After reaching out to senior and co-founder Sofia Perez-Dietz and other students, the group wrote a letter to the Colgate administration outlining their concerns around new federal regulations.

Within 24 hours, the petition boasted over 700 signatures from current students, alumni and other members of the community. Ferguson and Perez-Dietz felt particularly concerned that the University had not addressed the student body about the new regulations until Aug. 13, despite the Department of Education’s announcement in early May. 

“It just shows that people really need an outlet for this and want to be heard and are frustrated,” Ferguson said.

Shortly after signing the petition, Ferguson explained how the group grew overnight, morphing into the current Medusa Movement, a survivor-centric and student-led activist platform. Senior Jailekha Zutshi suggested the name after pointing out that Medusa, a well-known figure in Greek mythology, had long been villainized because of her sexual assault. 

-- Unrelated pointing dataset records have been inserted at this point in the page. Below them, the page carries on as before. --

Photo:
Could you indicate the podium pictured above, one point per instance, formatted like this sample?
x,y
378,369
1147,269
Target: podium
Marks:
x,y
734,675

“One of the things I brought up was that, ‘Yes, she’s a survivor of assault. But I wonder how many Legacies professors, for instance, have actually touched on that, and I guarantee that number would be pretty low,’” Zutshi said. 

With a name and logo crafted by junior Mackenzie Harrison and sophomore Dalia Skolnik, the movement quickly took off, with 678 followers on Instagram and 60 members. Perez-Dietz, a member of the Survivor Education and Empowerment sub-committee, most recently helped organize a member training that ensures students understand what it means to be an advocate working to prevent sexual assault while remaining survivor-centric. 

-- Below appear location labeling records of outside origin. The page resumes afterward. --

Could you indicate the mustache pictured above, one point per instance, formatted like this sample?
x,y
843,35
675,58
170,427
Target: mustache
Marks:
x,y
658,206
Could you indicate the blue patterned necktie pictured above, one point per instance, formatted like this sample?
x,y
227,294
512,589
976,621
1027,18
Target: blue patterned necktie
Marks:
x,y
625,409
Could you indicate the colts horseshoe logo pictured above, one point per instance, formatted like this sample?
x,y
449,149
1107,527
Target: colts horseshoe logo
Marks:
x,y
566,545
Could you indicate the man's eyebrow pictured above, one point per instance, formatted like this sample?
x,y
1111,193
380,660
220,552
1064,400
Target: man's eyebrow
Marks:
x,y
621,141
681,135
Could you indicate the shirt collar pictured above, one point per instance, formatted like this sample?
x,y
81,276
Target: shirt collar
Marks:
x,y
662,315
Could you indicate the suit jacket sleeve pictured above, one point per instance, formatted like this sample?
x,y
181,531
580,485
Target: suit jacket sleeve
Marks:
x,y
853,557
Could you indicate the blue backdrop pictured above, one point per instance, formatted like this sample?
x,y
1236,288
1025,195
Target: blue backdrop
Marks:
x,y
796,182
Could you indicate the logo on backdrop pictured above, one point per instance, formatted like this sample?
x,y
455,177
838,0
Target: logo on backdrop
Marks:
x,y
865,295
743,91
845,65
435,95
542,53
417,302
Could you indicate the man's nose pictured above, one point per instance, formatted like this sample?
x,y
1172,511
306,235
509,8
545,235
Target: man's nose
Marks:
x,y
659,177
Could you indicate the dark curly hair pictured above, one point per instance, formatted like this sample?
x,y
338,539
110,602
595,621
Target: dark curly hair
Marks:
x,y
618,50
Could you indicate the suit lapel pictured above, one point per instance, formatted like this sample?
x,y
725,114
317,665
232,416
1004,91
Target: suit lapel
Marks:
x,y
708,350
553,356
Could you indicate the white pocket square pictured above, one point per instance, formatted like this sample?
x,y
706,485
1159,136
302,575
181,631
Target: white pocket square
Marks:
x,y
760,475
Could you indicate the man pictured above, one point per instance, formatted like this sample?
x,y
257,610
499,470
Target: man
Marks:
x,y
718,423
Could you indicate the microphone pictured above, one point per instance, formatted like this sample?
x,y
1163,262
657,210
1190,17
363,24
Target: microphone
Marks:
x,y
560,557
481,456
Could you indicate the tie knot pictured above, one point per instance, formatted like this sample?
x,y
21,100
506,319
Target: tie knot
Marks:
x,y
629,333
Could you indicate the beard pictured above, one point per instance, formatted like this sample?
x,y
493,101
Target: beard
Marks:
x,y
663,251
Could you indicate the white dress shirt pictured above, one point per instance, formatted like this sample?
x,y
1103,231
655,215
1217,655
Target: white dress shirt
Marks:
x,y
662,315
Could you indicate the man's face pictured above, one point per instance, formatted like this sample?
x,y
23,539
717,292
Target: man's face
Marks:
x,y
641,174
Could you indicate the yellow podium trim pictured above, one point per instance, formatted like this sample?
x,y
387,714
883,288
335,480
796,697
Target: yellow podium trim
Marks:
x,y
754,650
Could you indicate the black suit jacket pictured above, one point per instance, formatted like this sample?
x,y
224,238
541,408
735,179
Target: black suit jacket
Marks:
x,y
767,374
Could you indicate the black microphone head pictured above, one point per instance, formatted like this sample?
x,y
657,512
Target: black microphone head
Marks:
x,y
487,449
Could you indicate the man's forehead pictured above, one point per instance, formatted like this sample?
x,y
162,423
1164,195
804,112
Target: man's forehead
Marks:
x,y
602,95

To date, the Survivor Education and Empowerment is striving to create a network of safe individuals on campus that students can identify as active bystanders at a party, much like the Greek system’s designated sober sisters or brothers. Other committees are working to extend Colgate’s alcohol and drug medical amnesty policy to the Comittment to Community Health in order to protect survivors of sexual violence from student conduct violations in reporting or recieving support following an assault. In addition, the group is working to organize a town hall to put administration and students in conversation about the new regulations. Collectively, the Medusa Movement hopes that Colgate will allot more significant funds to programs like Haven, the university’s sexual violence response center, while designating additional staff to Title IX discrepancies.

The movement has remained in continuous contact with the President’s cabinet—including Chief of Staff Hanna Rodriquez-Farrar, Assistant Director of Survivor Support Service Denise Contreras and Senior Advisor to the President Christopher Wells—to clarify the University’s policy stance after exchanging emails earlier in the summer. 

“The administration appears to share a number of goals with this student group, including our desire to effectively communicate the changes in University policy required by a now very complex regulatory environment, and to reassure community members that they will be treated supportively and fairly if they engage with these new policies,” Wells said. 

Interested students can sign the petition and learn about the movement’s other initiatives on Instagram @medusa_movement. Prospective members can also direct message or email the Medusa Movement to join the group’s weekly Zoom meetings. 

“To me, it’s not really top-down changes that are going to make a lot of effort. It’s kind of bottom-up; it’s about creating community and educating people because it’s not enough just to have some safe spaces or have some people be survivor-centric,” Perez-Dietz said. “It’s really amazing to find this community of people. Everyone has a really genuine and deep, honest level of care.”